Biology does give us facts, it just doesn't give us the facts we need to resolve the question.  The little bugger is alive and it has human DNA different from either of its parents' DNA because it is a combo of parts of each, a pastiche.

The real question is, at what point do we think the little bugger has legal rights not to be killed?

The real question is, at what point do we think the little bugger has legal rights not to be killed?

For sure, and at that point opinion and inclination sneaks in because you need a definition in the form of DEFINING (to your satisfaction) when the bugger has legal rights. And that (the defining) is an act, not a fact.

Gametes are alive, the fertilized egg is alive.  The question is not when does life begin, it is a political question, at what point do we no longer allow a woman to abort a pregnancy.  Certainly, there is a huge difference of opinion here and rightfully so, but it is all opinion, not science.

I suppose one question one seldom hears asked is "What makes when a woman terminates a pregnancy the state's business at all?"

IF it is a murder it is indeed the state's business.

The proposition that abortion is murder follows from the proposition that "the fetus is a person."  Which is why I think countering both statements should be the "pro choice" side's first order of business, rather than arguing about choice.  It doesn't and cannot become a matter of choice unless it is not a murder.

"'The fetus is a person" is a definition, a stipulation, not a fact. I'm just sayin'.

And I wasn't disagreeing with that, Unseen.  I was addressing, specifically, your question about why it would be the state's business.  Under some possible definitions, it's the the state's business--and under those circumstances it would be legitimately so, under others, it wouldn't be legitimate and is not.

Yes, debating when life begins is a waste of time. What I consider more valid is when life is undeniable. The courts in most civilized nations now define that as ex utero viability. If the fetus is viable outside the womb, it's right to life is legally recognized. I'm fine with that.

"The real question is, at what point do we think the little bugger has legal rights not to be killed?"

http://en.wikipedia.org/wiki/Unborn_Victims_of_Violence_Act

I should have phrased it, "at what point should we consider the little bugger to have..."

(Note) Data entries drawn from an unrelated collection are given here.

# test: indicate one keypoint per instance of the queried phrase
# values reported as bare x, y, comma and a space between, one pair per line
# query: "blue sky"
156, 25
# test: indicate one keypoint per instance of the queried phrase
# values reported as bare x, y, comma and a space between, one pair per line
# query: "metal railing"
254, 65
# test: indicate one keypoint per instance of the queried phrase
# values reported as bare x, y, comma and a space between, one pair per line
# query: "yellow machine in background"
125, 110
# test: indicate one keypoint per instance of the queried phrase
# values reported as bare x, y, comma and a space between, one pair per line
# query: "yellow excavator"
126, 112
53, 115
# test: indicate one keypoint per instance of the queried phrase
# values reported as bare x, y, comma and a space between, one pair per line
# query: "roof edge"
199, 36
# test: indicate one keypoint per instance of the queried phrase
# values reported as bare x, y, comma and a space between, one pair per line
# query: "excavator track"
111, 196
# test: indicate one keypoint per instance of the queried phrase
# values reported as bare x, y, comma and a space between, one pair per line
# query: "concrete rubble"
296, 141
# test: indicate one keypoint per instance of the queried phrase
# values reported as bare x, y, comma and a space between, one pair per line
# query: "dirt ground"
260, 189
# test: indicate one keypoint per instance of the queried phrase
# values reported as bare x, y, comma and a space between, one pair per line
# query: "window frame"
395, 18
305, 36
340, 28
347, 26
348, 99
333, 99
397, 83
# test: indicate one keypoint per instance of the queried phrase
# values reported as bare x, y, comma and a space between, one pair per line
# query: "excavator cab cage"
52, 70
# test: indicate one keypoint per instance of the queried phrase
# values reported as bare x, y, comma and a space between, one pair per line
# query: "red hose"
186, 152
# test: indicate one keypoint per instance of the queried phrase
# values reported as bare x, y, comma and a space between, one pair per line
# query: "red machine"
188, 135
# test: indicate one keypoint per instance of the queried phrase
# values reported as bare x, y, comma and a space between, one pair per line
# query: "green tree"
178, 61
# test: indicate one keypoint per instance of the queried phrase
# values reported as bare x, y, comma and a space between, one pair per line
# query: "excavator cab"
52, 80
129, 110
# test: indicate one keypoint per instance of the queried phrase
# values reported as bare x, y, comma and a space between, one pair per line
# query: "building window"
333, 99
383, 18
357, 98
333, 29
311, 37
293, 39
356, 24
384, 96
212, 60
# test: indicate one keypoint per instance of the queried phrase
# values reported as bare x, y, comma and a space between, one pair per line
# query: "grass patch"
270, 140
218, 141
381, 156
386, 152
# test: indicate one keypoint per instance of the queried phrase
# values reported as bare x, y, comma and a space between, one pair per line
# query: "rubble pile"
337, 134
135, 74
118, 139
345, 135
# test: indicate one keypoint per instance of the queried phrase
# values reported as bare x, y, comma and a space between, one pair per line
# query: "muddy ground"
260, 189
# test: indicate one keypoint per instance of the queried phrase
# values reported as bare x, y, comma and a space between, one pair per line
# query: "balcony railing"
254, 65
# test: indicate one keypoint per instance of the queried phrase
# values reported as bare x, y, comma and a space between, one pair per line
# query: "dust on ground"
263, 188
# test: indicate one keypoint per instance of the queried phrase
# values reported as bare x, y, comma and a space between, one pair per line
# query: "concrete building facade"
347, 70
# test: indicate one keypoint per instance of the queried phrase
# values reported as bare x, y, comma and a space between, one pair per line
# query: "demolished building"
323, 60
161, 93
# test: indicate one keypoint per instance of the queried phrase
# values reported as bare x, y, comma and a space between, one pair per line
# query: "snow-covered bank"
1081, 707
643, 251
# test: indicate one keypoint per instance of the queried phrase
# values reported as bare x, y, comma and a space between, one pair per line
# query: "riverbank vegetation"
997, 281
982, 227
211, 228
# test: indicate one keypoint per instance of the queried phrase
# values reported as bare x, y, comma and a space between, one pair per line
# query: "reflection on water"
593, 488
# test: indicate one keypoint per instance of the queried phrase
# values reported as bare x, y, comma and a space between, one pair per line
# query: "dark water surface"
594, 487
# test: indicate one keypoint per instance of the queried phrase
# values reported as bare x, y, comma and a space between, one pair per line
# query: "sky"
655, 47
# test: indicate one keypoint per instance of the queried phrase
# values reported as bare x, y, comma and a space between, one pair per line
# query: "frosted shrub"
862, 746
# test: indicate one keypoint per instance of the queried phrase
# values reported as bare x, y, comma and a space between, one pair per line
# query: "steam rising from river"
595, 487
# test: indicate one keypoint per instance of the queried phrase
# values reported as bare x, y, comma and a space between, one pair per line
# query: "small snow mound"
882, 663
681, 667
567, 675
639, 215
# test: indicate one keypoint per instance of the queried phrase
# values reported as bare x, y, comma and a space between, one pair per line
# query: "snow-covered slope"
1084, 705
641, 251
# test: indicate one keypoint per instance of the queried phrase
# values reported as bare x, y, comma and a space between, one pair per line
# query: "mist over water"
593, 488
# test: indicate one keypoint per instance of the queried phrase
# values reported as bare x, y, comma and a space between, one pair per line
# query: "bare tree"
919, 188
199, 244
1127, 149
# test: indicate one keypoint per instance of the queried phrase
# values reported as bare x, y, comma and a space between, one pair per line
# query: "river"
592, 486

What a ridiculous law.  Combined with the fact that abortion is recognized as a right, anyone who kills a fetus can be prosecuted for murder... unless it's done with the permission of the mother?  There is a glaring inconsistency here, and that of course is probably why they passed the law in the first place; to create the inconsistency and hopefully at some point in the future resolve it the way they wanted it resolved.

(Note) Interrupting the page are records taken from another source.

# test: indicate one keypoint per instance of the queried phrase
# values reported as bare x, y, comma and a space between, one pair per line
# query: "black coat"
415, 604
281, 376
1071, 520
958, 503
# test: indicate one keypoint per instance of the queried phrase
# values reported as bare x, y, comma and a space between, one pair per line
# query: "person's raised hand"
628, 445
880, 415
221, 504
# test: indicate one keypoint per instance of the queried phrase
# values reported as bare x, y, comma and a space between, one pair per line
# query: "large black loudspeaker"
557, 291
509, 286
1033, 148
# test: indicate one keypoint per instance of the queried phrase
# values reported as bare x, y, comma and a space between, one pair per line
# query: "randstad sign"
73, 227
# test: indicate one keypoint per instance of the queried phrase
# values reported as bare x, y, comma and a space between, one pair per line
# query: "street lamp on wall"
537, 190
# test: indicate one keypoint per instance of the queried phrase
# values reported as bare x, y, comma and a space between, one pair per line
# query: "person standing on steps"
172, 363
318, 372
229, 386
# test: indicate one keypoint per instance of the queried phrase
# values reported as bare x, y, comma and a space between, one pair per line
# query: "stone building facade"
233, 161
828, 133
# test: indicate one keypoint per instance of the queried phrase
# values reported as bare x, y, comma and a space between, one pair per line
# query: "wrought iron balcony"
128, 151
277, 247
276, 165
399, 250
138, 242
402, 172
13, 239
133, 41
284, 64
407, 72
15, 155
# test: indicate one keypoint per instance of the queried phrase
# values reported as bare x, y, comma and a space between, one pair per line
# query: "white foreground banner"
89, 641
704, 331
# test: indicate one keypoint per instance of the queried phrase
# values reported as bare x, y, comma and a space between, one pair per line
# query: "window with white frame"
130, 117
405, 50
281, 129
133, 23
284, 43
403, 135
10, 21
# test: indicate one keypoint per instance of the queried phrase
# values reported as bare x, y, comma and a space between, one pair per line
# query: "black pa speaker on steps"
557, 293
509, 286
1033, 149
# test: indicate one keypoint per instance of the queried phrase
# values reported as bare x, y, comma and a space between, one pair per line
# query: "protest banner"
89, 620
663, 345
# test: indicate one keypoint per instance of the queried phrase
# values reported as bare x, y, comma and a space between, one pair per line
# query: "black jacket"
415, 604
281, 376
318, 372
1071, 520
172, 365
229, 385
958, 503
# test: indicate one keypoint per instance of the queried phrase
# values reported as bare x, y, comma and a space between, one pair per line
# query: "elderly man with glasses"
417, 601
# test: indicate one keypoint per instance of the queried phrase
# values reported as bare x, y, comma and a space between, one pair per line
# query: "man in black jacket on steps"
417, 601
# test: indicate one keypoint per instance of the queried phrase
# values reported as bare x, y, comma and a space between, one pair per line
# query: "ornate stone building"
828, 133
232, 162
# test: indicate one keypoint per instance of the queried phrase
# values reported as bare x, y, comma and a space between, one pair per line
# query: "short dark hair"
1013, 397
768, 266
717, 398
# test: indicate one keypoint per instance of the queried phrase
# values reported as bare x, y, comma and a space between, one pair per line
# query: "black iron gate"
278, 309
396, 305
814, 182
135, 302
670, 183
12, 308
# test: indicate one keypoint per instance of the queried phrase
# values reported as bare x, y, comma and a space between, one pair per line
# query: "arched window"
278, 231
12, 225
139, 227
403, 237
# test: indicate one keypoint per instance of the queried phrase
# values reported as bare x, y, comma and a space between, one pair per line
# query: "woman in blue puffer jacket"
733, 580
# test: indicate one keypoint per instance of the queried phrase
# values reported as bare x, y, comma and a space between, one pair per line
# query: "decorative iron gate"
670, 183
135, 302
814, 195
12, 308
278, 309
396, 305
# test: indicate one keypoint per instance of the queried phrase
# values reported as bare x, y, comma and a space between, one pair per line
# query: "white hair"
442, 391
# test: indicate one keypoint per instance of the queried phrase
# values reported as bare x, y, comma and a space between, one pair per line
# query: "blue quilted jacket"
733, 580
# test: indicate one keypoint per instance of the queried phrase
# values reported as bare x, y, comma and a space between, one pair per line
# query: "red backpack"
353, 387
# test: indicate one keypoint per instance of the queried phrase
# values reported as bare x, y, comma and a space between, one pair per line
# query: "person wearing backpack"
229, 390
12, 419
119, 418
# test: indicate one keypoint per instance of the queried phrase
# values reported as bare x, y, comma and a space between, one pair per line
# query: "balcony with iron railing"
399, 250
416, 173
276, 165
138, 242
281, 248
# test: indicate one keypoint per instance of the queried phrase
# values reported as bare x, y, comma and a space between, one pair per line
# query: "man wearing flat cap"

Once again, I point out that it's a matter of definition, not fact. By that I mean that while facts may determine how the law is applied, first comes a definition. And those who succeed in making their definition (opinion) law typically know full well what the result will be. So, if you want the state to be able to butt into a woman's medical decisions, all you have to do is define the unborn child as, if not a citizen, as at least a person subject to the protections of the state. But whether a fetus is a person is, as I'm always pointing out, not a factual matter but a one based on which definition one wishes to promote. Both sides of the debate want you to think they have the facts on their side, but actually the same facts could result in diametrically opposite conclusions depending upon the definitions embedded in the law.